义渠行郡县,秦以夷陵君嬴稷为郡守,掌管全郡,以为关中郡尉郑阳为郡尉,掌全郡之警,以夷陵君门客,荆州鲍子迟为郡丞,协郡守之事,义渠全境,共分四县。
以郁郅城方圆二百五十里,为义渠君封地,划郁郅一县,由郡守夷陵君嬴稷,代掌县令。
这一场连续十日的谈判,嬴稷已经是尽力了,他是精疲力尽了。
在与义渠人十日的争锋相对里,他不知道提了多少次的荆州都督白起,和多少次秦王的意志,翟荣更是不知道,提了多少次祖先的荣耀。
谈到这里时,双方丝毫不让,都没有半步退却之意,谈判几近中断,之后又继续复谈,艰艰难难,时至今日,才是达成这样的协定。

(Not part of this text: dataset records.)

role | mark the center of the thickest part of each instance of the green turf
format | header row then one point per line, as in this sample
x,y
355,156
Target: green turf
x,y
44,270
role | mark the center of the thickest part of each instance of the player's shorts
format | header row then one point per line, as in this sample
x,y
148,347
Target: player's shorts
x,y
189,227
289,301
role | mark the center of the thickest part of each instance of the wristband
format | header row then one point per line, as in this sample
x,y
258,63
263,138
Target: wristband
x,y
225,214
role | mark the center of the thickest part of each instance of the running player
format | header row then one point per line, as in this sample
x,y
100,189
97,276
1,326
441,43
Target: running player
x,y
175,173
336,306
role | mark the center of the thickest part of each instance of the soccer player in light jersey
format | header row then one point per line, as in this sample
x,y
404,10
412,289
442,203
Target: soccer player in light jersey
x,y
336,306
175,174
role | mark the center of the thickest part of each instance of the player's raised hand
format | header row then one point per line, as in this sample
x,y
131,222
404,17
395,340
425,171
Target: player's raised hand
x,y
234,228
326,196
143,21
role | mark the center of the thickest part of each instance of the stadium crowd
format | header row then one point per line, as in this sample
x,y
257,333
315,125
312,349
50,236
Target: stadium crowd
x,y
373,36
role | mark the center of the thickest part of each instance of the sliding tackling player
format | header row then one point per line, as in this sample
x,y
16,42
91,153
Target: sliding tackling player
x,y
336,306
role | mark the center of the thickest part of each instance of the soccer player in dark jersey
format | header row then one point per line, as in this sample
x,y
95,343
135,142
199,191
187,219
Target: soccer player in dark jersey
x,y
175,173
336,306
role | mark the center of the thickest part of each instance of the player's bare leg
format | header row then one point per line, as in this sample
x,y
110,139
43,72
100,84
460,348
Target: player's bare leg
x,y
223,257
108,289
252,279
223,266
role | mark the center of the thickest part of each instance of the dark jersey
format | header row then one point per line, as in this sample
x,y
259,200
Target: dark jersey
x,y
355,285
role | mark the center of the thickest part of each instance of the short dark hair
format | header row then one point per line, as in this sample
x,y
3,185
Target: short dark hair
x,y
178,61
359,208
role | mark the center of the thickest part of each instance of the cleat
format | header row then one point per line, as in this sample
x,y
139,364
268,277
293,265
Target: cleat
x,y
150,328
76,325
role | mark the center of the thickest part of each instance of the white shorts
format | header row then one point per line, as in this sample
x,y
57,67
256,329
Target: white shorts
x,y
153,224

义渠如此大的地方,才划分了四县,南方诸地,靠着河西郡诸地,划分了三县出来,这些地方的义渠人,习性多似秦人,便于统治,至于郁郅县,可就真是一个笑话了。
方圆二百五十里,为一县,这一县便是义渠君的封地。
这么算下来,翟荣也就只是让出了,本来就控制力在减弱的地方,至于他的基本盘,还是牢牢把握在他的手中。
郁郅城方圆二百五十里,少城池,少耕种,多游牧,尤其是郁郅城继续往北,乃是一片肥美的草场,可以让翟荣保持他祖先的荣耀,和他祖先的习性。
更可怕的是,翟荣还有一个无理的要求,他要求秦人在义渠郡,尊重义渠人的礼法,尊重义渠的氏族首领。
尊重,这件事情就不好说了,因为并未限定量,这尊重到什么程度,该怎么样尊重,都耐人寻味。
这不就是在说明,秦律在他的封地,是行不通的,尊重四县的氏族首领,那不就是在说,义渠的实质上,还是以义渠氏族为主,而秦国所做的,无非就是更名和入住秦吏罢了。
秦国三代变法,都以秦律为尊,这是当年秦孝公所定下的根基,之后秦惠文王,还有如今的大王,无不遵循此道。
现在义渠人这样做,不就是在践踏秦国和秦律吗,名义上虽是秦国郡县,但在实际上,还不是独立的义渠国。